Nos últimos dias as notícias sobre os recibos verdes têm sido contraditórias. Avança ou não avança um novo modelo de contribuições, o novo regime é mau ou bom, há ou não isenção no IVA, há ou não alívio no IRS?

O Orçamento de Estado de 2018 foi entregue ontem já perto da meia-noite e por isso já sabemos algumas coisas sobre a proposta:

1) A isenção do IVA não vai subir para os 20 mil euros

Foi anunciado o aumento de 10 para 20 mil euros da isenção do IVA dos recibos verdes (ver aqui). Dissemos desde a primeira hora que a questão era importante, porque podia baixar o preço do serviço dos verdadeiros recibos verdes, mas era mais uma borla aos patrões no caso dos falsos recibos verdes. Para todos diminuia a burocracia. O governo esteve mal em anunciar o que não ia cumprir.

2) A alteração do regime simplificado do IRS vai fazer as pessoas pagarem mais

Hoje os trabalhadores independentes têm 25% do seu rendimento fora do IRS automaticamente, mas parece que terão de pagar sobre os 100%, excepto sobre aquilo que tiverem faturas para deduzir (ver aqui). Vai ser aplicado o mínimo de existência fiscal fazendo com que só seja afetado quem ganha mais de 16.416€ anuais (ver aqui). Este limiar é demasiado baixo e afeta especialmente os trabalhadores a falso recibo verde que não têm faturas para apresentar. Apesar dos avanços com a lei de combate aos falsos recibos verdes esta realidade ainda existe. Esteve mal o governo em anunciar uma alteração sem explicar.

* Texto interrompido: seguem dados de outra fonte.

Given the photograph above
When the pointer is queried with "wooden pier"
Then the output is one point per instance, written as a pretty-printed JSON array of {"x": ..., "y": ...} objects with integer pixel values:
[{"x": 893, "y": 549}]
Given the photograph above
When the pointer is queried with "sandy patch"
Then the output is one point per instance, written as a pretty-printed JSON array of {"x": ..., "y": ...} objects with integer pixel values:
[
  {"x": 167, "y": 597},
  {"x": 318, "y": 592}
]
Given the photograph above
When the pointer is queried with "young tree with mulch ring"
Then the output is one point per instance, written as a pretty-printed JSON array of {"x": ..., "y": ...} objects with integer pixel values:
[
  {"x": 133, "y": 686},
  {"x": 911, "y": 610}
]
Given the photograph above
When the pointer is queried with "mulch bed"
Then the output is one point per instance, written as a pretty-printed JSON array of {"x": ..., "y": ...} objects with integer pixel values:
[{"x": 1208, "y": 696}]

3) A segurança social dos recibos verdes tem de ser alterada até ao fim de 2017

Este é o ponto principal para a maioria dos trabalhadores a recibos verdes. O governo esclareceu na passada semana que até ao final do ano vai cumprir o que foi aprovado no OE do ano anterior: criar um novo regime de contribuições, que reflita o que efetivamente se ganha e que passe a oferecer benefícios sociais (ver aqui).

O governo está a falhar para com os trabalhadores a recibos verdes e tem de vir a público explicar as medidas, explicar os avanços e recuos e explicar os impactos previstos destas alterações.